Il est également étonnant de voir à quel point les patriotes les plus véhéments sont prêts à payer une histoire de racisme structurel cela porte atteinte non seulement à la respectabilité du football espagnol, mais à celle de tout son pays.

[El Gobierno no ve necesarias nuevas normas para combatir el racismo en el deporte]

Dans le cas Vinicius, le fondamentalisme identitaire des apôtres de l’intersectionnalité converge avec le sectarisme acharné des fans. Et il est vraiment étonnant que les supporters madrilènes ne remarquent pas le piège de la diversité qui sous-tend le slogan sur la couverture de Marca (l’un des terminaux qui a le plus contribué à forger la campagne de propagande) et qui se lit « il ne suffit pas de ne pas être raciste, il y a être antiraciste ». Ce est à dire, glisser du rejet logique de la xénophobie à l’assentiment à la diarrhée idéologique réveillée importée d’outre-mer.

Et, pendant ce temps, différents groupes de pression font de l’argent, camouflant la promotion de leurs intérêts privés avec la rhétorique de la sauvegarde du bien commun. Peu semblent être surpris de voir Florentino Pérez déjà Irène Montero dans le même bateau que Black Lives Matter. Ce dernier, allant jusqu’à demander « de traiter maintenant la loi contre le racisme ».

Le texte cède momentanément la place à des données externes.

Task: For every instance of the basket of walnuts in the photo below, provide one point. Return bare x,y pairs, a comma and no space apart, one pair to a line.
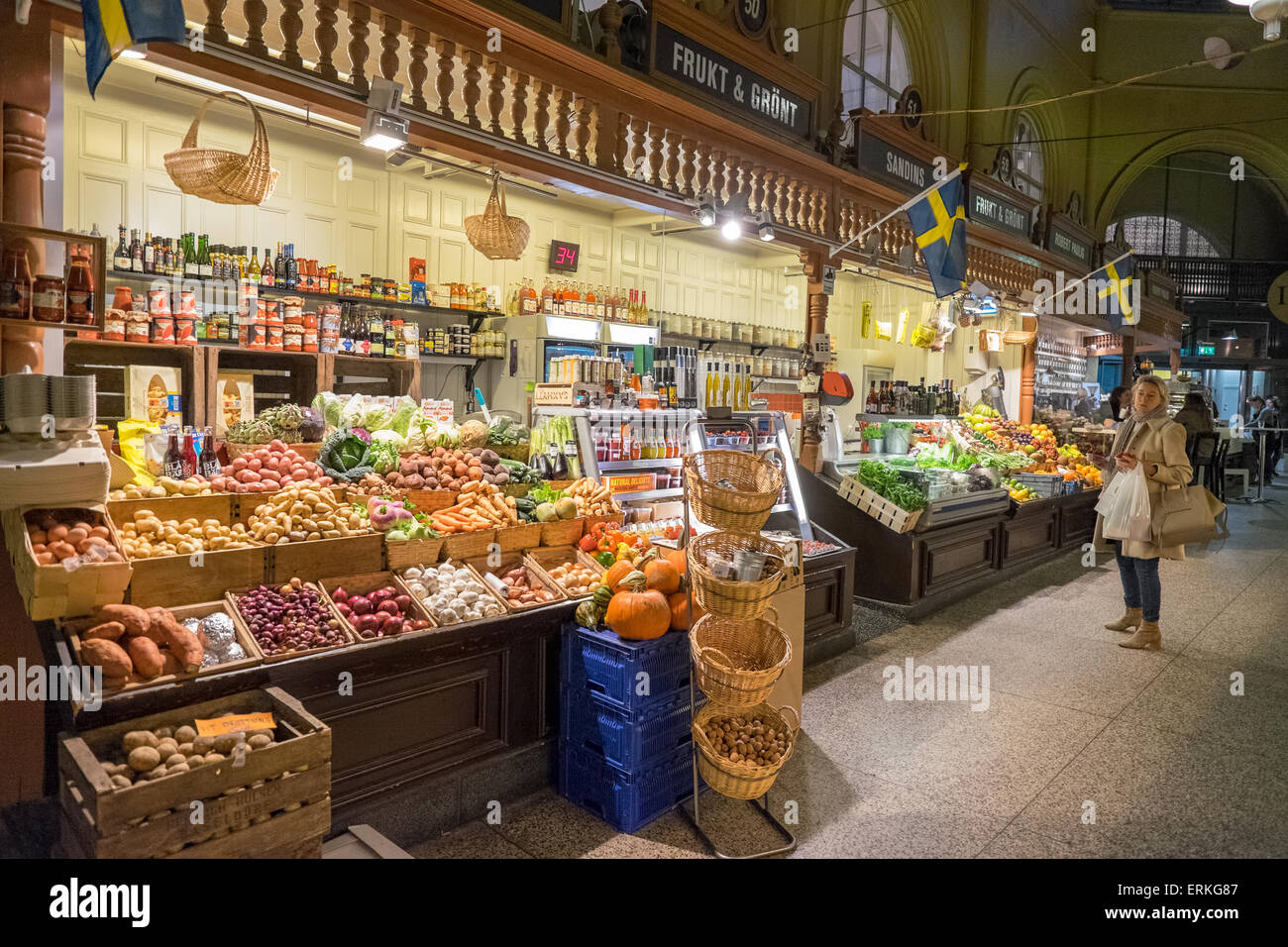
742,749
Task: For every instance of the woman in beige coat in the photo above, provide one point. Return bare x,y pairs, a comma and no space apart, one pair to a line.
1153,440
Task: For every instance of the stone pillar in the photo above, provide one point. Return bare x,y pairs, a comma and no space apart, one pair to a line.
815,322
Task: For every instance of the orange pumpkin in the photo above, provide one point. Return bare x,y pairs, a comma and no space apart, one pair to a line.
617,573
679,603
661,575
636,612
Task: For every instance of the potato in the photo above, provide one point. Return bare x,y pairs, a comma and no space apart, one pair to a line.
132,617
138,738
99,652
145,759
224,742
108,630
146,656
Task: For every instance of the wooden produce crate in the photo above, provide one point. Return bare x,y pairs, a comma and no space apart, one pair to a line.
527,536
877,506
546,558
399,556
325,558
563,532
76,628
480,564
54,591
180,579
366,582
277,802
231,598
463,545
430,500
204,506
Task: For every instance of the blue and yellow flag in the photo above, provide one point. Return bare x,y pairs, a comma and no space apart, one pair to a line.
112,26
1116,292
939,222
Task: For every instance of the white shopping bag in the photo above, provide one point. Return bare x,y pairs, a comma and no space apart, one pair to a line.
1125,505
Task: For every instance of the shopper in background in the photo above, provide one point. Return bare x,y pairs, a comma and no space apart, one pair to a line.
1157,444
1194,415
1113,410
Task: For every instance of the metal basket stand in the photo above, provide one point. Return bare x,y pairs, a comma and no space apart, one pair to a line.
760,805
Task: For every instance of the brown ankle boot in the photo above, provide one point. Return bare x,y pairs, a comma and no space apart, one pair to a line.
1131,620
1147,635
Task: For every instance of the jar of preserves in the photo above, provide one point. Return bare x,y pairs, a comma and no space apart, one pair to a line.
16,283
48,298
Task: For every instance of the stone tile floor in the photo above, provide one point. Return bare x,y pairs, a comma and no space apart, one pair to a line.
1154,745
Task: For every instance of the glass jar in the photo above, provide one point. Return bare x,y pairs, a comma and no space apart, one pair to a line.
16,283
48,296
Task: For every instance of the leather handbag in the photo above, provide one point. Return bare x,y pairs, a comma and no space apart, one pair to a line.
1188,514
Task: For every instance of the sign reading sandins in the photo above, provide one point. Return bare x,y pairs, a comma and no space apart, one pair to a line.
703,68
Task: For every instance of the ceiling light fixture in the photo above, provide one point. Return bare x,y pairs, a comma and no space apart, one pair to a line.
1269,13
706,211
765,224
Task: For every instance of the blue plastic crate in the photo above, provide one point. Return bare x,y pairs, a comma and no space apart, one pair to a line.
626,738
627,801
604,664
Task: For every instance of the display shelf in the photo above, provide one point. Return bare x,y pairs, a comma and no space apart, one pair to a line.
610,466
475,317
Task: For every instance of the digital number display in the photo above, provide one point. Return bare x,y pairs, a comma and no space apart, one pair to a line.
565,257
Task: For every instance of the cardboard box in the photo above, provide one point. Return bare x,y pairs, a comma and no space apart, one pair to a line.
154,393
235,401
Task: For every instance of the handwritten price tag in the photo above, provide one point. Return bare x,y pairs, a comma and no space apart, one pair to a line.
237,723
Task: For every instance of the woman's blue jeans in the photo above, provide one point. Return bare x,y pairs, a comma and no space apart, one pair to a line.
1141,587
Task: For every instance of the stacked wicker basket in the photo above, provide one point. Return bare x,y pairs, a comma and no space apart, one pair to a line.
738,648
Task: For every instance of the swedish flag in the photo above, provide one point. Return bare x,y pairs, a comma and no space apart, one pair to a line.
1115,283
112,26
939,222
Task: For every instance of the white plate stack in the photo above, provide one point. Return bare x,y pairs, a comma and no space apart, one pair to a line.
27,398
25,402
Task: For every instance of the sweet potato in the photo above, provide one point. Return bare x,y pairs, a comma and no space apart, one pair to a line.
134,618
146,656
108,630
107,655
183,644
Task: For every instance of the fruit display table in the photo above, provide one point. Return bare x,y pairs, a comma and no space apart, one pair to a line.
921,571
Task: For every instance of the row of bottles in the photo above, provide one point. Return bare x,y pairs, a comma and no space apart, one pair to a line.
913,401
191,453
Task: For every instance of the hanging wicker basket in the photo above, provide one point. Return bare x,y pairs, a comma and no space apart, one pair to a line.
733,489
219,175
493,234
741,780
738,661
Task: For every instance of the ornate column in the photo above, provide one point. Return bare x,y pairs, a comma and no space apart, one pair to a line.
815,321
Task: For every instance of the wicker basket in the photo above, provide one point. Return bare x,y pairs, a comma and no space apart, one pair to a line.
223,176
756,486
741,780
493,234
562,532
738,661
726,596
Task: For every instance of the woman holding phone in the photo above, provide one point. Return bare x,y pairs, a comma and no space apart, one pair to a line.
1150,440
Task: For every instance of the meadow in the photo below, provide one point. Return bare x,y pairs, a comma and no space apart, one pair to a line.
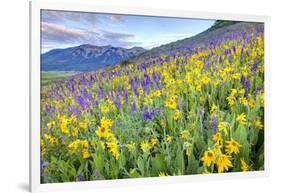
49,77
198,111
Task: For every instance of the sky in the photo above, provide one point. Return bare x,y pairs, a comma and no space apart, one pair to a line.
62,29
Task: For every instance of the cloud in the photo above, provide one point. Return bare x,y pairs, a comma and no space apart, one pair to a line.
57,17
59,36
177,35
116,18
58,33
115,35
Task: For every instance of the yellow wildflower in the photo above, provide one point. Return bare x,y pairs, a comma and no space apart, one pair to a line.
244,165
232,146
222,127
170,103
83,125
208,158
258,124
103,132
131,146
218,139
241,118
184,134
169,138
243,100
145,146
223,163
177,115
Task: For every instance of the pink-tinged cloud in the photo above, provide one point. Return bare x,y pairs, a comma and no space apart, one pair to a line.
54,32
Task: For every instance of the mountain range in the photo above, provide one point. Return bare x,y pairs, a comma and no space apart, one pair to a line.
85,57
90,57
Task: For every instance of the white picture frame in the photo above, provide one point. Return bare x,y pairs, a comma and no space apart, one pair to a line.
36,6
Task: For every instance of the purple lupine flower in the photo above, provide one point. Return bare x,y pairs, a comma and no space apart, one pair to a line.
258,89
118,102
82,103
220,60
125,95
150,115
80,177
42,167
133,107
255,66
214,124
100,93
234,49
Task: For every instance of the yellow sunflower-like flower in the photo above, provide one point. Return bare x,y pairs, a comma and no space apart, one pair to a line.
218,139
232,146
184,134
112,145
145,146
223,163
244,165
208,158
169,138
170,103
241,118
258,124
177,115
103,132
222,127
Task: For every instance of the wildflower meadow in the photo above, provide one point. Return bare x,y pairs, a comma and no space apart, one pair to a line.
199,110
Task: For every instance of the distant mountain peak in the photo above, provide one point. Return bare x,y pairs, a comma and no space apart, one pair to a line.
86,57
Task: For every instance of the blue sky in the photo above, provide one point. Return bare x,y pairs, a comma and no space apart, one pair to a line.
61,29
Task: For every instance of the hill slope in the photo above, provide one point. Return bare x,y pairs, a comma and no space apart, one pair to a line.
220,31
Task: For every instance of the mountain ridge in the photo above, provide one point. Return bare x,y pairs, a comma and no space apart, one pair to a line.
85,57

Les perturbations induites par l’effet multiplicateur des technologies de la communication et une conversation (inter)nationale débridée et folle conduisent à l’improvisation dans les politiques publiques (comme l’autorisation d’un téléphone contre le racisme par le Gouvernement), à l’abandon à la tentation de légiférer sur la mouche et à la signalisation des pouvoirs publics des citoyens privés. Comment pouvons-nous gâcher cette occasion en or de blâmer Ana Rose déjà Santiago Abascal les insultes racistes envers Vinicius ?

Elias Ahuja, Ana Obregon, Vinicius. Le problème que la tempête apporte chaque semaine est le moindre d’entre eux. Le plus grave est d’avoir allumé un harnais en loques pour la conversation publique dans lequel en deux jours un itinéraire qui va d’un couple de fous à Valence à l’ensemble de pédrérol et Ferreraset de là au prononcé du Président du Gouvernement.

C’est le sombre triomphe, en somme, de la politique de l’automatisme, de la viralité et de l’urgence.